Researchers spent two months this summer high in the Peruvian Andes and brought back two cores, the longest ever drilled from ice fields in the tropics.
Ohio State glaciologist Lonnie Thompson said that this latest expedition focused on a yet-to-be-named ice field 5,364 meters (17,598 feet) above sea level in the Cordillera Blanca mountain range.
The researchers hiked to a col, or saddle, between two adjacent peaks -- Hualcαn and Copa -- set up camp and used a ground sensing radar to map the ice depths across the glacier . They then drilled two cores through the thickest part of the ancient ice to bedrock, capturing the entire climate record at this site.
One of the cores measured 196 meters (643 feet) while the other totaled 189 meters (620 feet). Thompson said that the initial visual inspection of the cores showed that they contained a number of insects and plant materials that may have blown up onto the glacier from the Amazon Basin.
"I've never seen so many of what appear to be plants and insects in any of the ice cores we've previously drilled," he said. "We should be able to identify them and use carbon-14 to date them.
"This will help us determine the age of the ice in the core. These cores also contain very distinct bubble-free, or clear, ice near the bottom which suggests very warm conditions in the past. The cores only arrived back to the freezers at OSU a few weeks ago so we have lots of work to do."

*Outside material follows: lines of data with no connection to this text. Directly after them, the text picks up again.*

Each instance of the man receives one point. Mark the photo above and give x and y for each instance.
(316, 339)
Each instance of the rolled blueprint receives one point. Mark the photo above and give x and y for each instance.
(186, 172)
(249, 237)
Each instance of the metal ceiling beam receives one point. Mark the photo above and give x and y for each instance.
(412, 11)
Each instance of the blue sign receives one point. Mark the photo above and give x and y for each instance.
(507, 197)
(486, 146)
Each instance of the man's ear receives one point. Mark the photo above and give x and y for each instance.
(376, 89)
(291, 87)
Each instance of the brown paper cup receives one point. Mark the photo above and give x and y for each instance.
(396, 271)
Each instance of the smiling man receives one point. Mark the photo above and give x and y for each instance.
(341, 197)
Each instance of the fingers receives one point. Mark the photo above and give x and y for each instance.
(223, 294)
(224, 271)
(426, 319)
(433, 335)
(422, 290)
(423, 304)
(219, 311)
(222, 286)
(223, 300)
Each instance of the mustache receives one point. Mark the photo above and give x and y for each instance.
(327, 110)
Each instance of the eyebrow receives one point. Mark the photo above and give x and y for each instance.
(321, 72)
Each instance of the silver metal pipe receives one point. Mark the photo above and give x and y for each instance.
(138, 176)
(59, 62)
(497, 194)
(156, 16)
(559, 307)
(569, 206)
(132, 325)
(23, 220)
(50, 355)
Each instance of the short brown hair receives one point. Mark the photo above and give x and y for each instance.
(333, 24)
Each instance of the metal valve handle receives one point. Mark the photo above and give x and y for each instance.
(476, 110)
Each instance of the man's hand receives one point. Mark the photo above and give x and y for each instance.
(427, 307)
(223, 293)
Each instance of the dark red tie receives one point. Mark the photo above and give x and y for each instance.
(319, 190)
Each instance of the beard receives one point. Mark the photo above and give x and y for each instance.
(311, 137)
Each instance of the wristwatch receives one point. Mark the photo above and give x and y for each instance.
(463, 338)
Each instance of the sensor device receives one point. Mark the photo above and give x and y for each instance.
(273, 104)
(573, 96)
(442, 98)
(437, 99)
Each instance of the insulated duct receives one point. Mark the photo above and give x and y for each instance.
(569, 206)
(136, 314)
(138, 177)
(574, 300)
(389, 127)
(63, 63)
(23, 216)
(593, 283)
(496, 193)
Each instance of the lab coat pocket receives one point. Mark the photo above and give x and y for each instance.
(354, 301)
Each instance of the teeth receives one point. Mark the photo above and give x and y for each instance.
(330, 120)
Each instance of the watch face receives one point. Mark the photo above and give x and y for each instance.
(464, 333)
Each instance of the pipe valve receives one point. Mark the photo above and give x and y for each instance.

Thompson, a professor of earth sciences at Ohio State and research scientist at the Byrd Polar Research Center, said that his team did a preliminary analysis for oxygen isotopes and dust particles from a 10-meter (33-foot) section of the core. These results confirmed that the core contains an annually resolvable record of the climate conditions at the site.
The ratio of oxygen isotopes in the ice allows researchers to determine whether temperatures were warmer or cooler when the snow that eventually turned to ice was deposited on the glacier. The dust content gives scientists clues about the rate of precipitation at the site.
"This was the last opportunity anyone will have to drill at this site," Thompson said . "The warming temperatures there cause melting that compromises the quality of records preserved in the ice. Any future drilling efforts will have to be at colder, and higher, elevations to minimize the impact of melting that can obscure the climate record. Unfortunately there are very few good drill sites above 5364 meters (17,598) in the Cordillera Blanca."
The Paleoclimate Program of the National Science Foundation provided much of the support for this research project, along with the Ohio State University Climate, Water and Carbon program.